William hanya tersenyum geli. Memang, Paula sangat cantik. Tidak kurang dari Lea. Kedua wanita itu memiliki pesona yang berbeda. Hal yang paling menarik dari Paula adalah karakternya, seorang wanita tegas yang pandai dalam urusan rumah tangga. Namun, bagi William, Lea lebih feminim dan sederhana serta terlihat lebih menarik.

Tak lama kemudian, William mengucapkan selamat tinggal kepada semua orang dengan alasan rapat, seperti yang disarankan Paula.

"Sam, aku ada acara. Pamit dulu." William melakukan hal yang sama kepada semua orang.

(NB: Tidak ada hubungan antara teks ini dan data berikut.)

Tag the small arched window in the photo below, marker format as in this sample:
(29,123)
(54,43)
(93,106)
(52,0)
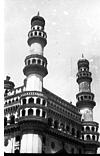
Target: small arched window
(5,121)
(38,100)
(39,61)
(30,112)
(31,100)
(82,128)
(37,112)
(93,137)
(17,138)
(62,126)
(93,129)
(17,151)
(82,137)
(33,61)
(72,150)
(43,114)
(50,121)
(39,33)
(35,33)
(23,112)
(12,119)
(88,137)
(73,131)
(78,134)
(81,98)
(28,62)
(67,128)
(17,99)
(43,102)
(24,101)
(38,28)
(80,151)
(87,128)
(56,124)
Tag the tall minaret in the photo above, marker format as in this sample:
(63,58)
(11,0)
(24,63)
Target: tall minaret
(35,64)
(86,103)
(32,113)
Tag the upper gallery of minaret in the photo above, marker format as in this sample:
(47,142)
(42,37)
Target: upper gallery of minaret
(36,64)
(85,97)
(37,38)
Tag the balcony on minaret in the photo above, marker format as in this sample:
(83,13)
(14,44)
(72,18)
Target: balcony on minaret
(37,34)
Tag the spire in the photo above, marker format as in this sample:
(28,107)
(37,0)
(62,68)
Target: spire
(82,55)
(38,14)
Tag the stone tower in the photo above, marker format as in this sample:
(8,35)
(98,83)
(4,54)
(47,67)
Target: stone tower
(86,103)
(35,70)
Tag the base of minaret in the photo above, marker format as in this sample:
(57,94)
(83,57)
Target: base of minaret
(31,143)
(34,82)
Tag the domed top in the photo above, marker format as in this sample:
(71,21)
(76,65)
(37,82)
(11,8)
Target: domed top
(8,84)
(83,62)
(37,20)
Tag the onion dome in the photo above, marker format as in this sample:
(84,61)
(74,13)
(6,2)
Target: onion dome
(37,20)
(8,85)
(83,63)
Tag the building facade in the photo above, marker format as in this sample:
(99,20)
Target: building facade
(38,121)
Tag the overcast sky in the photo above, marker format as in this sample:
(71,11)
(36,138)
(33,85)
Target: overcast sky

Tidak ada yang curiga akan hal itu kecuali Samuel. Dia kemudian mengeluarkan ponselnya dan menelepon Danica, sekretaris William. "Halo, Danica, benarkah William ada rapat hari ini?"

"Oh, hari ini jadwalnya kosong, Pak. Katanya sudah ada janji," jawab Danica heran.

Mendengar jawaban Danica, mata Samuel menyipit sambil mengangguk pelan. Giginya bergemeletuk. Dia tahu ke mana William pergi saat ini.